Tuesday, September 10, 2024

Nazism as a Regime Based on Benefits

 

Plunder and the Holocaust

In his book, replete with charts, calculations, and citations, Götz Aly argues that the plunder of occupied territories and the theft of Jewish property served the Nazi regime to finance its war effort and elevate the living standards of Germans. Behind this central explanation lies the argument that Germans were not primarily guilty of anti-Semitism but rather succumbed to base instincts of greed, leading first to the seizure of Jewish property and ultimately to the Holocaust. They yielded to the Nazi version of consumer culture.


The Ethnocratic State

Götz contends that Germans did not hate Jews more than other Europeans. Germany never followed a unique historical path. Germany was a country like any other, and Germans a people like any other. The answer to the question of why the Holocaust occurred specifically in Germany is horrifyingly simple: Nazi Germany was an ethnocratic social-democratic state. It granted social rights only to those belonging to the ruling ethnic group. It operated on the same logic as other states of that type, but it went further than any other.


Nazi Welfare

Nazi Germany provided its citizens with benefits greater than any other country: it was the first to distribute child benefits, the first to offer subsidized healthcare to pensioners, its soldiers received decent salaries and could send home loot from war zones and killing sites, and, in general, ethnic Germans lived better than ever before. Ordinary Germans supported the Nazi regime because it provided them with the highest standard of living they had ever experienced. The living standards of non-ethnic Germans were, of course, significantly worse. This was an inevitable consequence of the logic of the ethnocratic welfare state.

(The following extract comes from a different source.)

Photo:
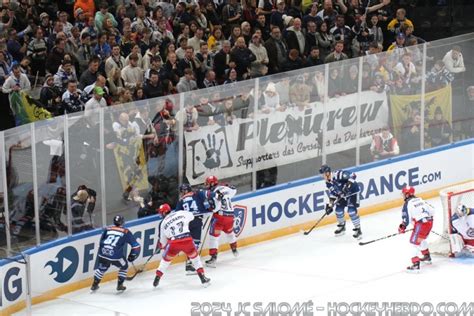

The Dark Side of Solidarity

European welfare states have always been based on ethnic solidarity. This solidarity, the feeling of being part of an "us," is a necessary condition for the existence of a state that genuinely cares for the security of the individual, a state whose citizens are willing to give up their tax money in exchange for the government taking care of all their needs. The other side of ethnic solidarity, unfortunately, is the lack of solidarity with anyone outside the ethnic group. It's not necessarily about hatred but rather indifference, a lack of concern for the fate of those who are not part of the same ethos. When this dynamic is amplified, when the state provides far more benefits in exchange for more enthusiastic solidarity, the separation between those inside the charmed circle and those outside it deepens.


Plunder as Policy

Götz adds another layer to this argument. He claims there was a direct link between the rise in German living standards and the dispossession and murder of Jews because the Nazi regime was largely based on plunder. It robbed Jews of their property and distributed it to Germans. Through charts and calculations, he documents and proves what was a massive redistribution of wealth that had a decisive impact on the history of the Nazi regime.


Profiting from Fascism

Götz argues that this transfer of wealth is the primary explanation for the Germans' acceptance of the Holocaust: they were bribed. Götz asserts that the basis for the Germans' situation under the Nazi regime being significantly better than under any previous rule stemmed from the fact that the plunder of Jews and occupied territories was larger, more systematic, and of greater importance than previously assumed, and that the spoils were distributed extensively. Germans profited from racist murder almost without exception. Stolen goods were systematically distributed at bargain prices. Even if a German wasn't a Nazi ideologically, they wouldn't oppose the regime to avoid jeopardizing the goose that laid the golden eggs. Götz shifts the emphasis from the profits of the wealthy capitalists to the profits of the masses. Nazi interests were not shaped by the capitalists but rather by the consumer masses, each of whom personally profited from fascism. His book is a reconstruction of the school of thought that sees the extermination of Jews in the Holocaust as the realization of a pre-planned agenda, with a materialistic emphasis.